Palmetto Health comes out swinging

Well, you're not going to be surprised to know that Palmetto Health is not a BIT pleased that Providence Hospital and Lexington Medical Center have cut a deal on open-heart and left it out. Palmetto Health issued this statement at 4:37 this afternoon, after the other two parties made their big announcement:

IMMEDIATE RELEASE
Feb. 25, 2009

Statement by Charles D. Beaman, Jr., CEO, Palmetto Health

I have great respect for the dedicated professionals associated with Lexington Medical Center and Providence Hospital. However, I am surprised and very disappointed that the leaders of those hospitals excluded Palmetto Health when they negotiated a private agreement regarding health care delivery for the Midlands of South Carolina.

Palmetto Health is the largest provider of health care in the area.  We have been urging collaboration and cooperation from the beginning.

Frankly, I am at a loss to understand why a private agreement regarding health care delivery would be negotiated and announced that excludes the region’s largest hospital system.  Our goal is to provide the best, most efficient services to the families of central South Carolina.  It is simply not possible to develop a regional health care delivery plan that excludes Palmetto Health.  

Here are just a few of the questions left unresolved by the private agreement negotiated by only two of the region’s hospitals:

  • Will Lexington Medical Center agree to support Palmetto Health’s plan to build Parkridge Hospital in the Irmo area?  That plan was approved by state officials in August of 2007.  The community involved is eager to have a hospital in their area.  But progress has been blocked for nearly two years by legal maneuvers.
  • Will we have sufficient trauma coverage for our region? If open heart surgery must be provided in a hospital that has one of the busiest ERs in the area, why not consider providing trauma services in that same ER?
  • Will we have adequate behavioral health services for our region?  Right now Palmetto Health is the only inpatient provider for unfunded patients.  As the state continues to cut services for inpatients and outpatients, our regional hospitals need to work together.
  • Where are the oversight and the spirit of cooperation to provide care for the uninsured and underinsured who are showing up in growing numbers at the region’s only safety-net hospital – Palmetto Health Richland?  Is open heart surgery the only service worth sharing?

At Palmetto Health, we remain willing to cooperate and collaborate with other hospital systems to create a true regional health care delivery plan.  And we urge our colleagues in the health care delivery system to focus on the full range of services needed in these difficult economic times. 

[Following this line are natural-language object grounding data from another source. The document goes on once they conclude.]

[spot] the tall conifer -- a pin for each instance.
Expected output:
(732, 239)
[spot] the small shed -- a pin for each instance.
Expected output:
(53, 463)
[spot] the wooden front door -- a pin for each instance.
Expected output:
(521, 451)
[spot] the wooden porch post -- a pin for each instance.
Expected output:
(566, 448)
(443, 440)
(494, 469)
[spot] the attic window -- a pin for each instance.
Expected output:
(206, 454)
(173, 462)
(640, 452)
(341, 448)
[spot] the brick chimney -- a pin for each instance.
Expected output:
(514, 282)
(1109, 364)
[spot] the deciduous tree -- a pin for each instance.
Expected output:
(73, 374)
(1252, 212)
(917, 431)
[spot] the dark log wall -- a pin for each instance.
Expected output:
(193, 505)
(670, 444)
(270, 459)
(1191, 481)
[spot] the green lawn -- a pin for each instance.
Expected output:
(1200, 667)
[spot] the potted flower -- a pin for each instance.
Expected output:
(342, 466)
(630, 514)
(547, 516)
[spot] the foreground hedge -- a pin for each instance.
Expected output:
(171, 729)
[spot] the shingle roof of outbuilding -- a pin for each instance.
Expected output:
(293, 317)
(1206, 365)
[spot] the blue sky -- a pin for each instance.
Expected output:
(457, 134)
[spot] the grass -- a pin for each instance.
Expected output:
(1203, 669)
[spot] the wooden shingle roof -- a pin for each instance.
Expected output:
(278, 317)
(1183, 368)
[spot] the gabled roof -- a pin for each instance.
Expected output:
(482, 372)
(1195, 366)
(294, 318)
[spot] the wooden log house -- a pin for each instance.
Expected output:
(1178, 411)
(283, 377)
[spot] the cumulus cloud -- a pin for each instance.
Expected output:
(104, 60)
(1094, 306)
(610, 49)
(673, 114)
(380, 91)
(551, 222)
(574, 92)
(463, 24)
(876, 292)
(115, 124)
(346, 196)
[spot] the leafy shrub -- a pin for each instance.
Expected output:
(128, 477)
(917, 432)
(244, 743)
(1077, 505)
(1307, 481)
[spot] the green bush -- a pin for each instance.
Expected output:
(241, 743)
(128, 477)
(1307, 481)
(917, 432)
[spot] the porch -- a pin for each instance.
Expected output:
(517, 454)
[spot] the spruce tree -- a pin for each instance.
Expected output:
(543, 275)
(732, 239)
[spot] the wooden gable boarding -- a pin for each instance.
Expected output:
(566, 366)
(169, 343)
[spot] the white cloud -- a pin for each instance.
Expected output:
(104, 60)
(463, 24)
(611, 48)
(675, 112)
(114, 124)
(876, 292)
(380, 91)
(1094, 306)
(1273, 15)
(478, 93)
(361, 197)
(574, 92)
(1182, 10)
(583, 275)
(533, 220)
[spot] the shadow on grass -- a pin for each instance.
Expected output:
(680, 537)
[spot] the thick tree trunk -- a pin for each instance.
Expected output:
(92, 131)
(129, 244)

In the mean time, our friends in Lexington County can rest assured we will continue to support them in their specialized heart care needs.  Just last week, a patient from Lexington County had his heart blockage removed within 19 minutes of his arrival at Palmetto Health Heart Hospital after being transported there by Lexington County EMS.  We remain ready and able to accommodate patients needing our care.

# # # # #

In those four bulleted items, Chuck Beaman sets out the biggest beefs that Palmetto Health has long held in terms of getting the short end of the stick on Midlands health care — it treats the most indigent patients, and it maintains the expensive trauma services that the other hospitals don't have to provide because IT does. That's why it was so important to Palmetto Richland to develop it's expanded open-heart program, because it brings in revenue it needs to offset those expenses.

That question, "Is open heart surgery the only service worth sharing?" is about as loaded as a question gets. Lexington has argued all along that it needed open heart because it was getting such a disproportionate share of acute cardiac cases coming into its ER. In that case, the other hospitals have said, why don't you beef up ER — which would COST money, rather than bringing it in the way open-heart does. Now, Providence isn't saying that, and is getting $15 million, and Palmetto Health is feeling very isolated and neglected.

Note that the release doesn't promise to keep opposing Lexington's CON request on open-heart, but says it will be happy to continue serving those patients at the Richland campus, which one of course reads as meaning the same thing.

Bottom line: Two of the combatants have made peace. But the war's not over.

3 thoughts on “Palmetto Health comes out swinging

  1. Pat Edelmayer

    What is going to happen to the heart patient that comes to Lexington only for them to find out they are uninsured and have to be retransported on to Palmetto Health. If Lexington wants to build a Heart Center, I feel that should take everyone (insured or not). I also would like to see Palmetto Health come to Irmo. I have to go downtown now because Lexington Medical Center won’t take our insurance. Even if they did, I wouldn’t go there now. My Husband spent 3 days at Palmetto Health and our son came in as a trauma patient. My opinion, Palmetto Health is the BEST Hospital in this State. Keep up the fight. I assure you Irmo residents would greatly appreciate your hospital in our area. Our family has already used Parkridge 5 times and everyone is extremely nice and professional. We were very impressed.